- Born: 1846 Oswego, New York, U.S.
- Died: May 14, 1901 (aged 54–55) Highland Falls, New York, U.S.
- Allegiance: United States
- Branch: United States Army
- Service years: 1873–1878
- Rank: Private
- Unit: 7th U.S. Cavalry
- Conflicts: Indian Wars Black Hills War
- Awards: Medal of Honor

= Neil Bancroft =

Neil Bancroft (1846-1901) was an American soldier in the U.S. Army who served with the 7th U.S. Cavalry during the Black Hills War. In 1878, he was one of 22 soldiers who received the Medal of Honor at the Battle of the Little Bighorn and who carried water "under a most galling fire" from the Little Bighorn River to the wounded soldiers on Reno Hill.
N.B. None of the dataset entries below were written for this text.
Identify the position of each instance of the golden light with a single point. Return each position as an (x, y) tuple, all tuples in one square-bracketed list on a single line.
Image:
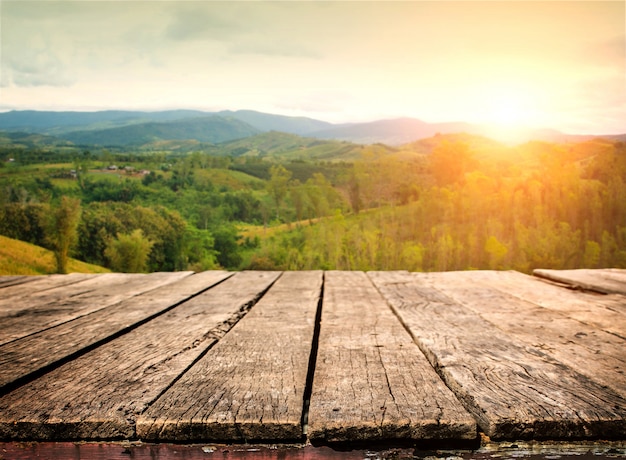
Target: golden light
[(510, 111)]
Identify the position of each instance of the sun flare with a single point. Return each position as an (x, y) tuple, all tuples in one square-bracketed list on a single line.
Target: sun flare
[(509, 108)]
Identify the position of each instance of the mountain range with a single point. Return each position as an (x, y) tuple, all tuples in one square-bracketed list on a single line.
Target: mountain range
[(121, 128)]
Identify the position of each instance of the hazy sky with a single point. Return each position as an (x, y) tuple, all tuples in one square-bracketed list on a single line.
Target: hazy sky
[(559, 64)]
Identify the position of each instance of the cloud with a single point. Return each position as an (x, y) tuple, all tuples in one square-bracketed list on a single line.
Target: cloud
[(34, 67), (608, 53)]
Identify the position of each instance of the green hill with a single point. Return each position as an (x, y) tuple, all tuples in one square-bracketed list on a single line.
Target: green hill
[(20, 258), (211, 129), (289, 147)]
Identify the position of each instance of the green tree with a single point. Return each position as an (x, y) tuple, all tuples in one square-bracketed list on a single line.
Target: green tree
[(63, 230), (278, 185), (128, 252)]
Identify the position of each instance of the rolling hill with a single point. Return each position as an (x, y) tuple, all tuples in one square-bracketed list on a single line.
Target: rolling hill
[(213, 129), (124, 128), (20, 258)]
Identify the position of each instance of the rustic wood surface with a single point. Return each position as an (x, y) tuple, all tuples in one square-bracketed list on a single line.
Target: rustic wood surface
[(607, 281), (251, 384), (371, 381), (396, 356), (28, 314), (25, 356), (512, 390), (81, 401), (584, 348), (606, 312)]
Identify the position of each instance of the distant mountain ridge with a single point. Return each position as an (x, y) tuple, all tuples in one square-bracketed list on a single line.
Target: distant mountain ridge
[(213, 129), (124, 128)]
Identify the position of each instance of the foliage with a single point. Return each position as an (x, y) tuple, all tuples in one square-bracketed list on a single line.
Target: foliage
[(128, 252), (21, 258), (446, 203), (63, 235)]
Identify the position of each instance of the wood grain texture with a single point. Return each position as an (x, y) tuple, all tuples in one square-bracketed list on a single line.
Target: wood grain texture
[(100, 394), (606, 312), (607, 281), (371, 381), (585, 348), (250, 385), (512, 391), (30, 354), (29, 314)]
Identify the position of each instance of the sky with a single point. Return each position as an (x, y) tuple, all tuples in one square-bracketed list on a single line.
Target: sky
[(553, 64)]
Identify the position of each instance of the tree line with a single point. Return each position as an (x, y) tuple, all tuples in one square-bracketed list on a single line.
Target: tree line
[(456, 204)]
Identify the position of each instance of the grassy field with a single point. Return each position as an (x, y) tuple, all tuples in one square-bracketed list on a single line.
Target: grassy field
[(19, 258)]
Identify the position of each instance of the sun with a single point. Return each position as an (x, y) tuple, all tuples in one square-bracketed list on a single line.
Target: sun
[(509, 109)]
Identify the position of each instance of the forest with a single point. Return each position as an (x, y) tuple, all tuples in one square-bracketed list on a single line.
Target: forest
[(449, 202)]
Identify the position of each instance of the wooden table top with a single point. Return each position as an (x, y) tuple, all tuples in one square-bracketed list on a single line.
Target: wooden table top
[(314, 356)]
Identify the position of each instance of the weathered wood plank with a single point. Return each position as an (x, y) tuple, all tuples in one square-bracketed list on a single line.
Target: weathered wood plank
[(607, 281), (31, 314), (606, 312), (371, 380), (251, 384), (597, 354), (99, 395), (22, 357), (513, 392)]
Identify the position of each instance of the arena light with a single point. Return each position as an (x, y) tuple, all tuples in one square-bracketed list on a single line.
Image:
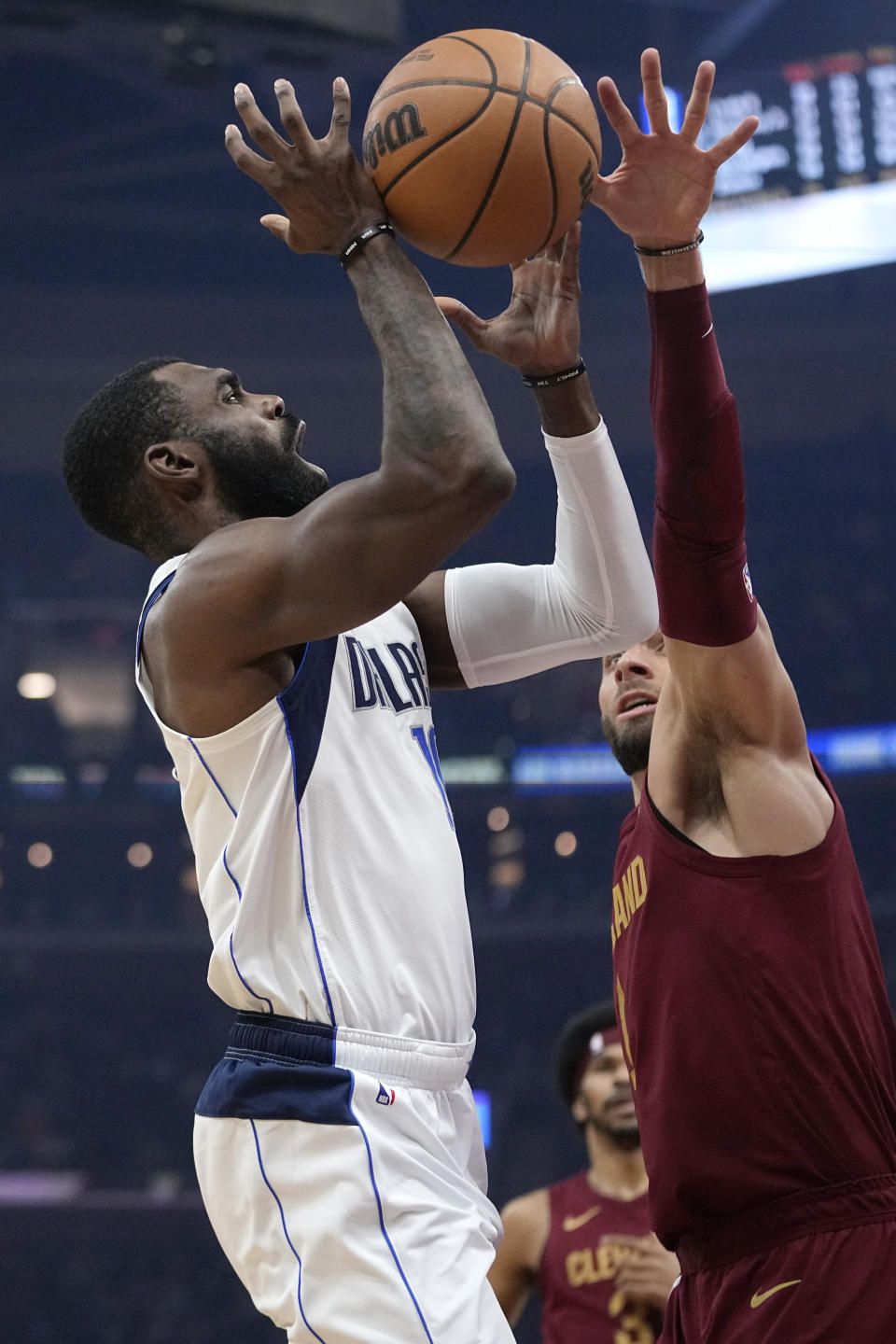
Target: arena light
[(36, 686), (39, 855)]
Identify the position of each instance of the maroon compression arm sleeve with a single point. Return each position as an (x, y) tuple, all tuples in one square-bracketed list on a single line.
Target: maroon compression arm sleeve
[(699, 547)]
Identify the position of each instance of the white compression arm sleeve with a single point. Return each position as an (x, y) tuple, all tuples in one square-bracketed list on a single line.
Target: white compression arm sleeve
[(508, 622)]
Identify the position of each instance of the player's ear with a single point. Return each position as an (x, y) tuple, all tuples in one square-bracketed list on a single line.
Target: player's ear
[(177, 464)]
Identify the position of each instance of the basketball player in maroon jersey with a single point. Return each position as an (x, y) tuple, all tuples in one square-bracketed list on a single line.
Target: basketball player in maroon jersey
[(586, 1240), (749, 984)]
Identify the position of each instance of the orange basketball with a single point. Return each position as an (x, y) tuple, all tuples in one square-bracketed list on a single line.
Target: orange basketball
[(483, 146)]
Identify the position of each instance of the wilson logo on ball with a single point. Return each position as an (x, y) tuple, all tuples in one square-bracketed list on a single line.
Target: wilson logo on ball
[(400, 128)]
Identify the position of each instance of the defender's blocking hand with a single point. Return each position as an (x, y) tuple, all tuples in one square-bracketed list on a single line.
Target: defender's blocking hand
[(664, 185), (324, 189), (539, 329)]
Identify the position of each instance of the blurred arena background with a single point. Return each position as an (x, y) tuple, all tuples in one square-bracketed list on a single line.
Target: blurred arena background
[(128, 232)]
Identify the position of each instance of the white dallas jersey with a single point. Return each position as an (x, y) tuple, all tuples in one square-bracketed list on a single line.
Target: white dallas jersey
[(324, 842)]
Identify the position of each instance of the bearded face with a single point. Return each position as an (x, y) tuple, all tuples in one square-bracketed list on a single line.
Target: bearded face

Bancroft left military service two months before the men of his regiment were issued the award. His medal was returned to the War Department because of this and, consequently, he remained unaware that he was an MOH recipient. When it was finally decided to locate him years later, it was found that Bancroft had died.

==Biography==
Neil Bancroft was born in Oswego, New York in 1846. At age 18, he enlisted in the U.S. Army in Chicago on September 20, 1873. Sent to the frontier, he was assigned to Troop A of the 7th U.S. Cavalry then under the command of George Armstrong Custer. He saw action during the Black Hills War and, during the Battle of the Little Bighorn in June 1876, he was among the many soldiers who carried water "under a most galling fire" from the Little Bighorn River to the wounded soldiers at the Reno-Benteen site for much of the engagement. All of the Little Bighorn water carriers received the Medal of Honor for their "extraordinary bravery" on October 5, 1878. Bancroft, however, had left the service two months earlier and his medal was simply returned to the War Department. Throughout his life, Bancroft was unaware that he had received the nation's highest honor. By the time the government tracked down Bancroft to officially issue his medal, it was discovered he had died. His medal was eventually put on display in the Smithsonian Museum in Washington, D.C., where it remains to the present day.

==Medal of Honor citation==
Rank and organization: Private, Company A, 7th U.S. Cavalry. Place and date: At Little Big Horn, Mont., June 25, 1876. Entered service at: Chicago, Ill. Birth: Oswego, N.Y. Date of issue: October 5, 1878.

Citation:

Brought water for the wounded under a most galling fire.